Logic fuzzy systems are based on the human ability to think, which has allowed controllers to adapt better to systems by finding an approximation to their real behavior.
1. Introduction
Refrigeration systems based on vapor compression are widely used in different sectors, such as domestic, commercial, and industrial. In fact, in recent decades the demand for these refrigeration and air conditioning systems, RACs, has increased significantly, and it is estimated that there are around five billion systems in operation worldwide. Thus, the refrigeration sector represents one of the main energy consumers; it is estimated that these systems consume around 20% of the total electrical energy demanded worldwide [
1].
Given the incipient deficiency of energy resources, saving the energy consumption by RACs has become an increasingly urgent area to address. Therefore, different strategies have been developed which have led to energy improvements; in addition to the above, mitigation of the environmental impact due to the use of RACs. These strategies include the use of alternative refrigerants with low greenhouse potential, GWP (Global warming potential) [
2], or the use of nano refrigerants and nano lubricants [
3]; the development of reliable profiles for RACs loads [
4]; the use of new phase change materials [
5]; the use of expanders [
6]; the thermal design of heat exchange equipment [
7]; and the inclusion of control systems [
8], among many others. Consequently, control systems play a very important role in the operation of RACs.
2. Fuzzy Controller Design Applied to RACs
Logic fuzzy systems are based on the human ability to think, which has allowed controllers to adapt better to systems by finding an approximation to their real behavior. This has been observed mainly in those systems where their analytic functions are difficult to obtain. These controllers, through the creation of a database of knowledge with fuzzy linguistic expressions and rules, can make decisions about the control of a process using a method called inference. This method simulates the human thinking process allowing us to understand mathematically the knowledge represented in rules of the type IF-THEN to obtain an output value from the controller. In this sense, the inference method of Mamdani (Max-Min) is most commonly used in the design of fuzzy controls for the RACs. Another method also used in the field of refrigeration is the Sugeno method or Takagi-Sugeno-Kang, TSK.

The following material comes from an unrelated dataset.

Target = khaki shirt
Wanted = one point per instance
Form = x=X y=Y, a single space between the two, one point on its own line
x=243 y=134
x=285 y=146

Figure 1 shows the typical structure of a fuzzy control system. It has four stages: fuzzification, rule base, inference engine, and defuzzification. During the fuzzification stage, the crisp inputs (the numeric values), by using membership functions, will determine the fuzzy values (μ(x)) in the range from zero to one. Then, the inference engine takes the fuzzy variables and evaluates the rules established in the rule base, and one or more fuzzy sets representing the output fuzzy variables can be obtained. Finally, defuzzification converts the fuzzy variables into crisp values that can be used by the actuator in a control system [
20]. At this stage, it is possible to use different methods to perform this transformation from fuzzy values to real values.
Figure 1. General scheme of a fuzzy controller.
Generally speaking, the fuzzy control applied to the RACs focuses on the control of temperature and humidity. Consequently, variables, such as the duty cycle, the electric frequency of the compressor, the opening of the expansion valve, and the flux of the refrigerant are manipulated. Because of the similarity between the controlled variables (temperature and humidity) and the manipulated variables (operating duration or compressor frequency), the design of controllers for the RACs shares some characteristics independently of the system to which it is applied. The first element corresponds to the design of the membership functions for the input and output variables of the fuzzy system.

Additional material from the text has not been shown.